What Are The Different Types of Brewing Equipment Out There?
Percolator brewing equipment
The percolator is probably one of the oldest types of coffee brewing equipment that is still being used today. There are two types of percolators: the stove top percolator, and the electric percolator.
These are essentially the same, the only difference being an electric percolator is able to generate its own heat without an external heat source, while the stove top percolator must be placed over the stove to make coffee.
The lower chamber is the water chamber, which you fill up with water. The upper and lower chambers are connected by a tube that runs along the center.
As the water in the lower chamber heats up, it rises up and flows through the tube into the upper chamber, where it mixes with the coffee grounds, and the hot liquid trickles back down into the lower chamber.
This process is repeated again and again and in effect, the coffee gets stronger. The length of time this process goes on influences how strong the coffee is going to be.
Percolators usually have a transparent cupola or viewing window on the lid to allow the user to judge the strength of the coffee by watching the whole perking process.
French Press brewing equipment
The French Press or press pot is another simple device that surprisingly makes great cups of coffee. In fact, coffee aficionados claim that a press pot can make better tasting coffee than an automatic drip coffee maker. It does not require any electricity to work, but does require
you to heat up water separately before you pour it into the press pot. However, there are electric press pots in the market that heat up the water automatically for you, thereby eliminating the need to heat up water separately and transferring it into the press pot.

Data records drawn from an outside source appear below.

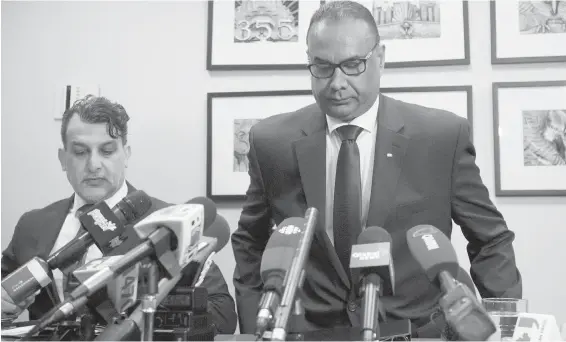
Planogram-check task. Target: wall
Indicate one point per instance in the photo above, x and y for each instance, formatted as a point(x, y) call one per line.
point(151, 57)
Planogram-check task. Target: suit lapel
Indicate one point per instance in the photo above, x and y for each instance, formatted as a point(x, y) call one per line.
point(49, 232)
point(311, 156)
point(52, 225)
point(390, 148)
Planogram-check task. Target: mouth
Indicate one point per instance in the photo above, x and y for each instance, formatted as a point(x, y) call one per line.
point(94, 181)
point(339, 101)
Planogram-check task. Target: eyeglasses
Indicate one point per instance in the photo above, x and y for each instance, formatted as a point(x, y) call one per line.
point(351, 67)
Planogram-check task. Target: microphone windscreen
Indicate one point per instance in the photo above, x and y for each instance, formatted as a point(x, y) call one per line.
point(209, 209)
point(433, 251)
point(220, 230)
point(374, 235)
point(280, 251)
point(134, 205)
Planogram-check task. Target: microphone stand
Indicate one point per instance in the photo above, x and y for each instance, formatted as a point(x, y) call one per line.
point(295, 279)
point(297, 318)
point(149, 302)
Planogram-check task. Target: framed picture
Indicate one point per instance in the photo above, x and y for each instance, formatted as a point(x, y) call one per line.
point(422, 33)
point(230, 117)
point(232, 114)
point(258, 34)
point(529, 125)
point(528, 31)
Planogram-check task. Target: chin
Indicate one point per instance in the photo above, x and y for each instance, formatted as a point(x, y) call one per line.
point(94, 194)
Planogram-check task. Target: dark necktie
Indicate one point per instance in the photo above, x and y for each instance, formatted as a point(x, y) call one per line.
point(67, 286)
point(347, 219)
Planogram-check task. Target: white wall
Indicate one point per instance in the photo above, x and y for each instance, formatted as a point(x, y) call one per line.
point(151, 57)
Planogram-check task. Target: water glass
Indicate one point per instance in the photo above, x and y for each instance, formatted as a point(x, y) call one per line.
point(505, 312)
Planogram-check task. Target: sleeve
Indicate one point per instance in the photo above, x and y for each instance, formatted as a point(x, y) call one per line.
point(9, 258)
point(221, 306)
point(490, 249)
point(248, 243)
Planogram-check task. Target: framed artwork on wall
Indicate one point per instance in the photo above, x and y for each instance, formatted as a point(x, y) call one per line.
point(528, 31)
point(422, 33)
point(258, 34)
point(230, 117)
point(232, 114)
point(529, 125)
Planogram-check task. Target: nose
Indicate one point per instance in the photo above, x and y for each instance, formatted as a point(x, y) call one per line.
point(338, 80)
point(94, 162)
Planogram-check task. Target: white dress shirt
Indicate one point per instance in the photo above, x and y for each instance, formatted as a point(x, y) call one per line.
point(71, 227)
point(366, 145)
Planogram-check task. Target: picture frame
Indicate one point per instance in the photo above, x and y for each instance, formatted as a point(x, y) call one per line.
point(529, 126)
point(228, 129)
point(528, 31)
point(227, 176)
point(438, 42)
point(236, 42)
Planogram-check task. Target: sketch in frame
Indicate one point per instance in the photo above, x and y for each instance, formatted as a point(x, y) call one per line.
point(406, 26)
point(544, 137)
point(528, 31)
point(407, 19)
point(542, 17)
point(242, 143)
point(266, 21)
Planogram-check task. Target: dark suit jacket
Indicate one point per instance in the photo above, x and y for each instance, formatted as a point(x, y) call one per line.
point(36, 233)
point(431, 178)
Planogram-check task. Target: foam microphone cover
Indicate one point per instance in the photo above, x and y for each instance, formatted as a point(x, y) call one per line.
point(280, 251)
point(220, 230)
point(134, 205)
point(433, 251)
point(209, 209)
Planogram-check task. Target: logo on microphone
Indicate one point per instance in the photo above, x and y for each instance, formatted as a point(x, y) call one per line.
point(430, 242)
point(425, 230)
point(290, 230)
point(363, 256)
point(101, 221)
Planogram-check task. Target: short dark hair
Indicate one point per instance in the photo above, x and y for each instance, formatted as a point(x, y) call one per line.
point(336, 11)
point(98, 109)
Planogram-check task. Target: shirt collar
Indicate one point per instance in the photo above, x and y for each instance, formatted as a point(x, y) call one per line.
point(111, 202)
point(366, 121)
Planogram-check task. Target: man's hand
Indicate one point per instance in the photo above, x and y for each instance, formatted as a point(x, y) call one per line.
point(11, 309)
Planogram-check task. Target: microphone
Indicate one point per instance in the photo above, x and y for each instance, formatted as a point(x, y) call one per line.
point(214, 240)
point(461, 308)
point(295, 277)
point(36, 273)
point(275, 261)
point(372, 256)
point(121, 292)
point(170, 237)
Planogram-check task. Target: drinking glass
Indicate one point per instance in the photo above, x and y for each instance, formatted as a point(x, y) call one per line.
point(504, 312)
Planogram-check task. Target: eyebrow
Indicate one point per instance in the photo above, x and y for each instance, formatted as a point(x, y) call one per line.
point(317, 59)
point(104, 144)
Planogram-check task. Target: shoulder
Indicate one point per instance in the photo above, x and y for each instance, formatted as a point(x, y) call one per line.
point(37, 215)
point(426, 121)
point(285, 124)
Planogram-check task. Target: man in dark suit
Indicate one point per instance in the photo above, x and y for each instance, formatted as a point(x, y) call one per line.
point(94, 156)
point(364, 159)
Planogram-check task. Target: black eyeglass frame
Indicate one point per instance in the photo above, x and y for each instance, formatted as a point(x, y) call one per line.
point(340, 65)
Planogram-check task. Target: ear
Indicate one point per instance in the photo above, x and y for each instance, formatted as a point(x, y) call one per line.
point(128, 152)
point(381, 54)
point(62, 158)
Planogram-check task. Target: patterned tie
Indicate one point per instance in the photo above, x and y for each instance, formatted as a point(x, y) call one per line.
point(347, 219)
point(67, 283)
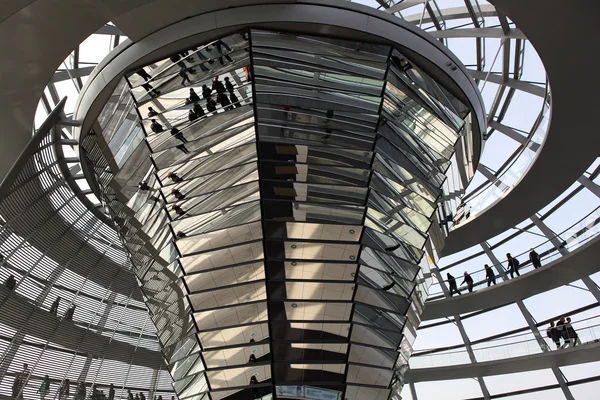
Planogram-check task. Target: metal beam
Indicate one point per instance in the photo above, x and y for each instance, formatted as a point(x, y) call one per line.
point(485, 171)
point(512, 83)
point(478, 32)
point(75, 73)
point(570, 356)
point(487, 10)
point(514, 135)
point(31, 148)
point(403, 5)
point(550, 235)
point(108, 30)
point(589, 185)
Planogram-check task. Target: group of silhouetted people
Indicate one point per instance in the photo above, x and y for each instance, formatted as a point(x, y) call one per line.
point(563, 330)
point(10, 283)
point(513, 268)
point(64, 389)
point(228, 103)
point(68, 316)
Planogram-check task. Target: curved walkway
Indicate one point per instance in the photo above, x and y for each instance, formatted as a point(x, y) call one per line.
point(574, 355)
point(571, 140)
point(578, 264)
point(18, 313)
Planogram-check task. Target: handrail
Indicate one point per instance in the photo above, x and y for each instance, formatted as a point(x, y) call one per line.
point(544, 255)
point(585, 334)
point(421, 353)
point(479, 191)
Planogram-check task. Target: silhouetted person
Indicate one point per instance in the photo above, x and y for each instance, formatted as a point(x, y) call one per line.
point(176, 59)
point(491, 276)
point(64, 389)
point(177, 194)
point(228, 85)
point(206, 92)
point(234, 100)
point(184, 77)
point(143, 74)
point(10, 282)
point(193, 96)
point(151, 112)
point(198, 110)
point(468, 280)
point(69, 313)
point(151, 91)
point(174, 177)
point(182, 148)
point(534, 257)
point(513, 265)
point(94, 392)
point(452, 284)
point(571, 334)
point(192, 116)
point(44, 387)
point(224, 100)
point(560, 328)
point(248, 73)
point(176, 133)
point(254, 381)
point(218, 85)
point(554, 334)
point(156, 127)
point(54, 306)
point(211, 105)
point(19, 382)
point(178, 210)
point(219, 44)
point(81, 391)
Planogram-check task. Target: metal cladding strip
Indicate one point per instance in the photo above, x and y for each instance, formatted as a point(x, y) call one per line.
point(54, 247)
point(277, 238)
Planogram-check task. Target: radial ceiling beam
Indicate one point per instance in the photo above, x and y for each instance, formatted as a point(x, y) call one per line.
point(511, 83)
point(514, 135)
point(478, 32)
point(108, 30)
point(404, 5)
point(63, 75)
point(487, 10)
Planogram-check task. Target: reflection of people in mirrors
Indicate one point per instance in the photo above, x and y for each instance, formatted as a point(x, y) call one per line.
point(151, 91)
point(192, 116)
point(219, 44)
point(228, 85)
point(151, 112)
point(211, 105)
point(224, 101)
point(198, 110)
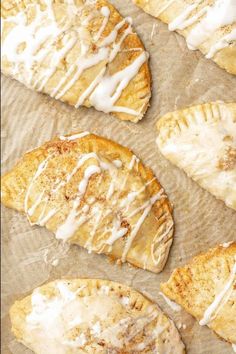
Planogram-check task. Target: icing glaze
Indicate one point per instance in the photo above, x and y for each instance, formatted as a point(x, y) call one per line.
point(64, 322)
point(126, 208)
point(220, 299)
point(27, 46)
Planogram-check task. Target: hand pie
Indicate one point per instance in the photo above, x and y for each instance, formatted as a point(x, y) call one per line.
point(95, 193)
point(206, 288)
point(207, 25)
point(202, 141)
point(81, 52)
point(92, 316)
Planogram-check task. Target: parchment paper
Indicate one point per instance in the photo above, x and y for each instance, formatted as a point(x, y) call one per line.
point(30, 254)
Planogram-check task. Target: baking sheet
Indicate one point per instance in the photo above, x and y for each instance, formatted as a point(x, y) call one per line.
point(32, 256)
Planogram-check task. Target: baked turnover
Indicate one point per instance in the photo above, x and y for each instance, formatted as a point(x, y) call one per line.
point(95, 193)
point(206, 288)
point(79, 51)
point(207, 25)
point(202, 141)
point(92, 316)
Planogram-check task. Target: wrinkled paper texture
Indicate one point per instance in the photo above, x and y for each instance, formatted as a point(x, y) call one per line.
point(32, 256)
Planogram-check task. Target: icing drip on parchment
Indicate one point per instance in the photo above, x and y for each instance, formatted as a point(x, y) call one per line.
point(220, 299)
point(126, 208)
point(205, 22)
point(35, 54)
point(69, 321)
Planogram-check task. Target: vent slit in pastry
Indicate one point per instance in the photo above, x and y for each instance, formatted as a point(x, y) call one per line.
point(206, 288)
point(80, 52)
point(207, 25)
point(202, 141)
point(92, 316)
point(93, 192)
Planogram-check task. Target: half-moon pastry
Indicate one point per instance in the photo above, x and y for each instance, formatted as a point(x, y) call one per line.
point(207, 25)
point(81, 52)
point(92, 316)
point(206, 288)
point(202, 141)
point(95, 193)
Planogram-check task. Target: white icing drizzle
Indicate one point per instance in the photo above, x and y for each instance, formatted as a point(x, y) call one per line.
point(28, 46)
point(110, 88)
point(42, 166)
point(164, 7)
point(211, 18)
point(106, 13)
point(138, 225)
point(118, 209)
point(220, 299)
point(175, 307)
point(67, 321)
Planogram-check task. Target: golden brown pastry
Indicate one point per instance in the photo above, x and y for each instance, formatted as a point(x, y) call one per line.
point(202, 141)
point(95, 193)
point(92, 316)
point(207, 25)
point(79, 51)
point(206, 288)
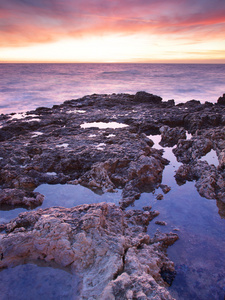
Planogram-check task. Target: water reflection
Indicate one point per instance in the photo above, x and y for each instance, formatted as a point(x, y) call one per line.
point(103, 125)
point(32, 281)
point(199, 254)
point(65, 195)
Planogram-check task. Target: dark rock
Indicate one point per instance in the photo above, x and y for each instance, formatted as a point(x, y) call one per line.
point(221, 100)
point(159, 197)
point(170, 136)
point(143, 97)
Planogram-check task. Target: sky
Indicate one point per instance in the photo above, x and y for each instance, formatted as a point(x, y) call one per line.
point(112, 31)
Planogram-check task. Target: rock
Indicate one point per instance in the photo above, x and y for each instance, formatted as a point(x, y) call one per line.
point(165, 188)
point(159, 197)
point(162, 223)
point(170, 136)
point(105, 247)
point(143, 97)
point(221, 100)
point(18, 197)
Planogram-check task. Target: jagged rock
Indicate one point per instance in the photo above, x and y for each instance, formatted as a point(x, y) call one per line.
point(105, 247)
point(209, 182)
point(18, 197)
point(143, 97)
point(221, 100)
point(170, 136)
point(193, 149)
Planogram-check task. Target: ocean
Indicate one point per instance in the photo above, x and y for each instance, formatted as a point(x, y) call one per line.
point(27, 86)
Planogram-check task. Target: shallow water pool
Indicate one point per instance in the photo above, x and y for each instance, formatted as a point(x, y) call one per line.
point(34, 282)
point(198, 255)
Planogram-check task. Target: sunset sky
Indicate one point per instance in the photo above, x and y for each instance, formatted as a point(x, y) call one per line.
point(112, 31)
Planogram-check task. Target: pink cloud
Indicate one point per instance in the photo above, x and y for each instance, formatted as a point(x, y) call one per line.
point(25, 22)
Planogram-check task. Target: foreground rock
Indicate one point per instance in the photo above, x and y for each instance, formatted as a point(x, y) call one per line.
point(210, 179)
point(51, 145)
point(106, 247)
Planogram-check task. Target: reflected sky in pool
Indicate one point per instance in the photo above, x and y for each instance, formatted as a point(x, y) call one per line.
point(199, 253)
point(33, 282)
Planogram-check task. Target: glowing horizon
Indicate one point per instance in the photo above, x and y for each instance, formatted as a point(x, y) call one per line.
point(124, 31)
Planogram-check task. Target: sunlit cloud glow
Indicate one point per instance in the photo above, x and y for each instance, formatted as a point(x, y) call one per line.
point(99, 31)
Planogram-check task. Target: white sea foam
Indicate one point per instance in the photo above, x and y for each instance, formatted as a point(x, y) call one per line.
point(103, 125)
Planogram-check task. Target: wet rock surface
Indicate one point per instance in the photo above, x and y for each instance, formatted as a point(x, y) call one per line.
point(50, 145)
point(107, 248)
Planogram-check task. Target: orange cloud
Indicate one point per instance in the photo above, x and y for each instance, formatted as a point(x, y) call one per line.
point(30, 22)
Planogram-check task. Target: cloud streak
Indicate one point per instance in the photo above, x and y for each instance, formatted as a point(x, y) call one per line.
point(25, 23)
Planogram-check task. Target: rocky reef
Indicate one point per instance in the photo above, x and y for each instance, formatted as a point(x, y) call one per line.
point(106, 247)
point(102, 142)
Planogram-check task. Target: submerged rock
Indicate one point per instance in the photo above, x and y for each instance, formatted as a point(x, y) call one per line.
point(170, 136)
point(106, 247)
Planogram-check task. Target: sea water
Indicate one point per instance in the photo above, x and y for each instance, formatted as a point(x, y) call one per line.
point(28, 86)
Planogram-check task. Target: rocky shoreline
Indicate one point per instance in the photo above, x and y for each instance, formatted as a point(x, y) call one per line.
point(58, 145)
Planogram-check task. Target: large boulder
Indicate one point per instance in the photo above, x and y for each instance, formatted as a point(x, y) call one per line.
point(143, 97)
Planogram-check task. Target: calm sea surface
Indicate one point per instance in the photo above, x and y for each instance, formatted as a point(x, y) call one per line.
point(26, 86)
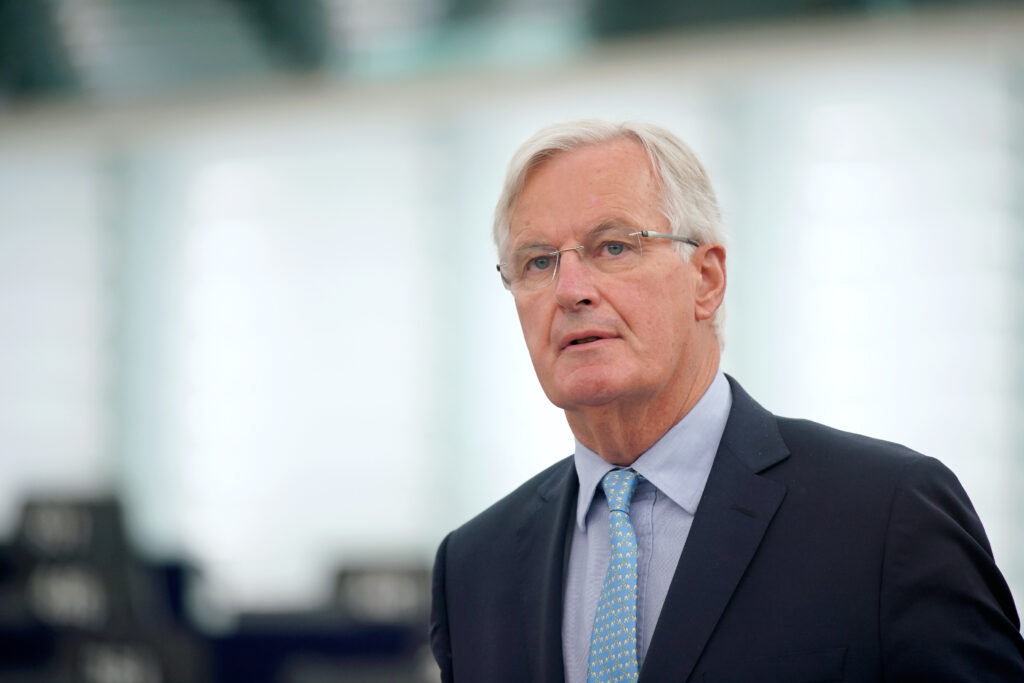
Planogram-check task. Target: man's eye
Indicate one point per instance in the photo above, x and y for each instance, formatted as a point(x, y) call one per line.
point(540, 263)
point(613, 249)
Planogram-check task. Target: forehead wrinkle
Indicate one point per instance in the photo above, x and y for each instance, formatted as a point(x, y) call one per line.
point(605, 225)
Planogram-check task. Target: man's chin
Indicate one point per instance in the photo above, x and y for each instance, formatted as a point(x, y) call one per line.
point(584, 393)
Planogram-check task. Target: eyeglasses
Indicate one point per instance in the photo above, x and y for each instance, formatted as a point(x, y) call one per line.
point(605, 251)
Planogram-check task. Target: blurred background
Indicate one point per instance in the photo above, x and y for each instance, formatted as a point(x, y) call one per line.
point(255, 360)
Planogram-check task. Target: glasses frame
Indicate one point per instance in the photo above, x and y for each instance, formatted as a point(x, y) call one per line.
point(557, 254)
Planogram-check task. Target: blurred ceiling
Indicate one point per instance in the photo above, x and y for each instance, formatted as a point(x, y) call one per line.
point(113, 49)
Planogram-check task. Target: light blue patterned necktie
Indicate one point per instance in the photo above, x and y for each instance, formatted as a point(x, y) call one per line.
point(613, 641)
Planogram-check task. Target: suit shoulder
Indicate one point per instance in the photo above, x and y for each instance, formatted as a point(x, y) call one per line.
point(805, 437)
point(503, 516)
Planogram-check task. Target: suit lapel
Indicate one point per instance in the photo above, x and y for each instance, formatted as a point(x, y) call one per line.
point(734, 512)
point(542, 558)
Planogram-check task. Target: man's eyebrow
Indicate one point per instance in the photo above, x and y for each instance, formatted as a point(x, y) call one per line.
point(611, 224)
point(605, 225)
point(530, 245)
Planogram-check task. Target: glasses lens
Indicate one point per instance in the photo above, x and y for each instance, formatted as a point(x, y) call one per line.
point(612, 251)
point(529, 268)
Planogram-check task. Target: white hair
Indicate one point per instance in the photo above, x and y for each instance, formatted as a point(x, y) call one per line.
point(686, 197)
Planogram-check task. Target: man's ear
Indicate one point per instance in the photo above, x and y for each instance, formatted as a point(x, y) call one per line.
point(709, 261)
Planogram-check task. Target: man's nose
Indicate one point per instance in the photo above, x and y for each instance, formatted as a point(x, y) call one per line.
point(573, 281)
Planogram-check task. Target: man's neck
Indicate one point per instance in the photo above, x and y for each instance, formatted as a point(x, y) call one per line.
point(622, 431)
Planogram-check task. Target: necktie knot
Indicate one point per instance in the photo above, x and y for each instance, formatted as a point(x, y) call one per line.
point(619, 486)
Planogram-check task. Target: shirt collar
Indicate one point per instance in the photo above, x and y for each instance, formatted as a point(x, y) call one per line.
point(678, 464)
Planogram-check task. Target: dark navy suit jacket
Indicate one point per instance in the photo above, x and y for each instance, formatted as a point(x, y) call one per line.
point(814, 555)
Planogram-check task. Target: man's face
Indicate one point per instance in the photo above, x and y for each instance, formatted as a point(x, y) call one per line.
point(635, 331)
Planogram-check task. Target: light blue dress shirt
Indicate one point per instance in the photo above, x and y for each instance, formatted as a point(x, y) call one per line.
point(675, 471)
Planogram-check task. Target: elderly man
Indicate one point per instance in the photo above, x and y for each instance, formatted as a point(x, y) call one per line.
point(692, 536)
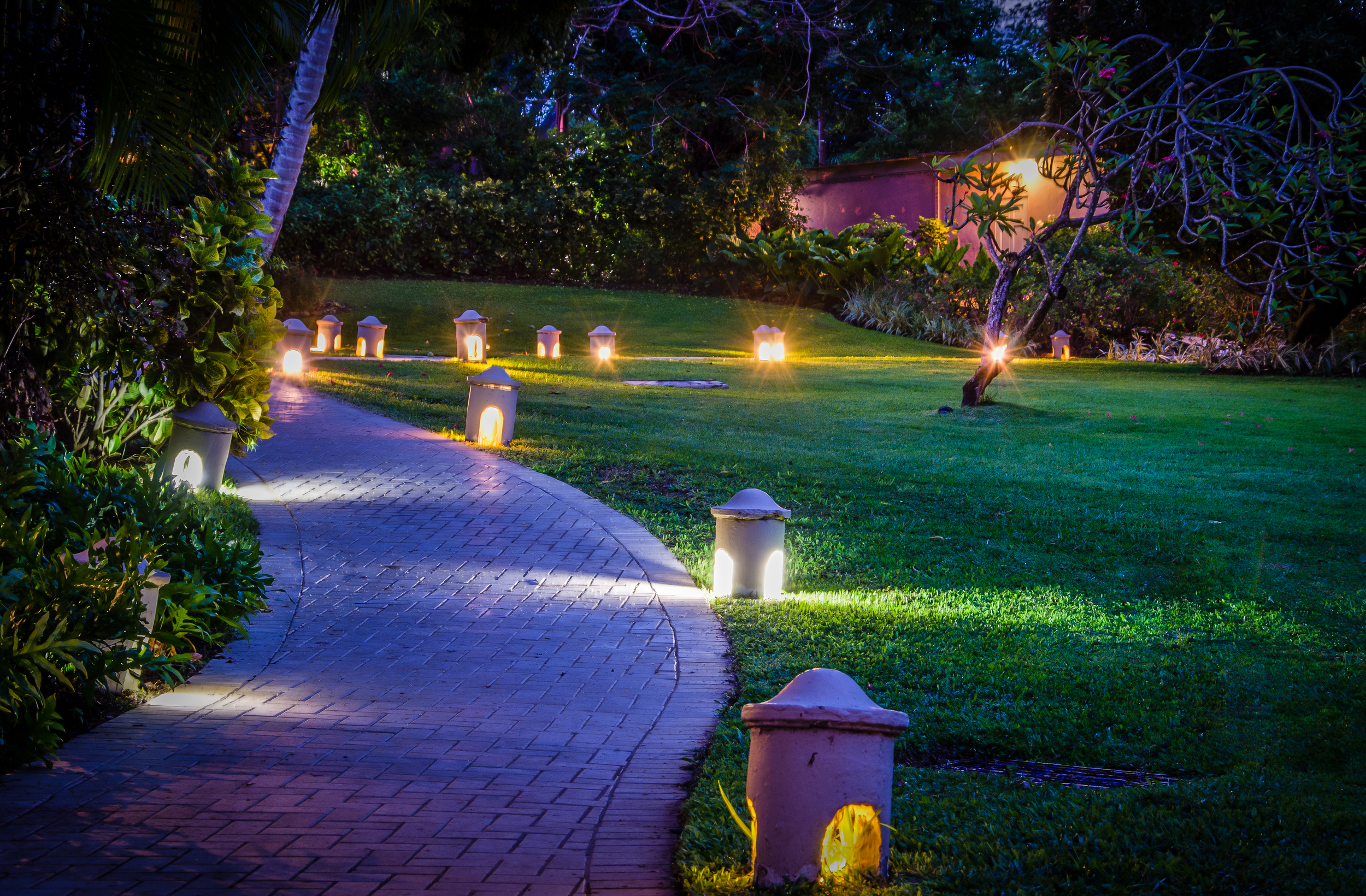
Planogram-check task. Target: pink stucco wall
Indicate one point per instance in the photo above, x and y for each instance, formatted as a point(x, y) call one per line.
point(906, 189)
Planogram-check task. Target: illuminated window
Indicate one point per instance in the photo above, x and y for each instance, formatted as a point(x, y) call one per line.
point(491, 427)
point(853, 842)
point(774, 575)
point(187, 468)
point(723, 575)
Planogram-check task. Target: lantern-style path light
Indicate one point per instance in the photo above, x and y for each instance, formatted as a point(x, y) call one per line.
point(491, 413)
point(750, 529)
point(369, 338)
point(603, 343)
point(768, 343)
point(296, 346)
point(198, 447)
point(472, 337)
point(820, 780)
point(547, 342)
point(329, 334)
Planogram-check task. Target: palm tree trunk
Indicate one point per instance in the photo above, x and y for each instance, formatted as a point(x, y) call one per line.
point(294, 135)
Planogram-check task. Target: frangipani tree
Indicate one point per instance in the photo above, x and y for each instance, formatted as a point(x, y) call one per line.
point(1255, 168)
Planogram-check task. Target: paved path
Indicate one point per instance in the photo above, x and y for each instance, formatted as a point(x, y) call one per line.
point(476, 681)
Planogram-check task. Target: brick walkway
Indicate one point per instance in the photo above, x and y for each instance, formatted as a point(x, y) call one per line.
point(476, 681)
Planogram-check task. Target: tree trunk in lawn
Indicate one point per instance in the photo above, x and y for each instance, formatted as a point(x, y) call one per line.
point(294, 135)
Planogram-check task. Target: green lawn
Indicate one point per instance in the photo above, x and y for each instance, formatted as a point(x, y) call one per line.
point(1112, 564)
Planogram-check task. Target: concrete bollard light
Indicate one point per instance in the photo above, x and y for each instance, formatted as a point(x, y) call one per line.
point(749, 545)
point(492, 410)
point(768, 343)
point(820, 780)
point(198, 447)
point(369, 338)
point(1062, 346)
point(329, 334)
point(547, 342)
point(294, 346)
point(472, 337)
point(603, 343)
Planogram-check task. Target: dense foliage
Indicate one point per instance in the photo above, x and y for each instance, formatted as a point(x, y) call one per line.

Basically, the French Press is a small glass coffee pot fitted with a plunger that has a filter plate. To make pressed coffee, put some coarsely ground coffee grounds in the bottom of the pot, fill it up with hot water, let the water and coffee grounds mix for a few minutes while stirring, cover the pot with the lid, and push the plunger down.
The filter plate, which is attached to the plunger, traps the coffee grounds at the bottom of the pot and effectively separates the coffee grounds from the coffee, allowing you to serve and enjoy the pressed coffee without worrying about the coffee grounds ending up in your cup.
The vacuum coffee maker is a fascinating device that produces an exceptionally clear brew. At first glance, it looks more like a laboratory apparatus than a coffee maker.
A vacuum coffee maker is almost made entirely of glass, and consists of two main parts: an upper and lower chamber. The upper and lower chambers are connected with a tube that contains a filter and attached to the upper chamber, and this connection is completely sealed with a rubber stopper to prevent leaks.
To brew coffee using a vacuum coffee maker, put coffee grounds inside the upper chamber and water inside the lower chamber. Place the apparatus over a heat source, such as a stove.
As the water in the lower chamber heats up and reaches boiling point, some of it is converted into water vapor. Since water vapor takes up more space than water in its natural, liquid state, it causes pressure to build up inside the lower chamber, and forces the hot water to rise up into the upper chamber.
Once the hot water reaches the upper chamber, it mixes with the coffee grounds, and the coffee extraction process begins. The length of time you allow the hot water and coffee grounds to mix influences how strong the coffee will be in the end.
Remove the apparatus from the stove and let it rest on a cool surface. As the lower chamber cools down, it creates a vacuum, which forces the coffee in the upper chamber to flow down into the lower chamber.
Since there is a filter inside the tube that connects the upper and lower chambers, the used coffee grounds remain inside the upper chamber. To serve coffee, just detach the lower chamber from the upper chamber, and you can use the lower chamber as a coffee pot.
Cold Brew Coffee Maker brewing equipment
If you’re wondering if it’s possible to consume coffee even if you have acid reflux and if there’s a way to make cold-based coffee drinks at home, yes you can, by using the cold brew method to make coffee.
The cold brew method can be performed in a number of ways, since the principle behind it is quite simple. To do it, simply soak coffee grounds in cold water in a container for 12 hours.
Once that time has elapsed, filter the mixture to remove the coffee grounds. Once the coffee grounds are all filtered out, what you’re left with is coffee extract, which is smoother and is significantly less acidic than coffee brewed with hot water.
Now you can dilute the coffee extract with either hot water or ice, depending if you want to make hot or cold-based coffee.
To make the process simpler, you can make use of T-Sacs, which are basically large tea bags. Fill those up with coffee grounds, and soak those in cold water for 12 hours.
Try Them If You Like
These other types of coffee brewing equipment might require a bit more attention and effort to use compared to the automatic drip coffee maker, but you’d be surprised at the quality of coffee that they can make.
Try using your favorite blend of coffee beans from your favorite coffee roaster and make coffee using one of the other types of coffee brewing equipment listed above.
For instance, if you love brewing fair trade coffee from Green Mountain Coffee Roasters with your coffee maker at home, try it with a French Press.
It may require a couple of tries before you get the whole preparation process down, but once you do, chances are, you might prefer using the French Press brewing equipment instead of your old coffee maker.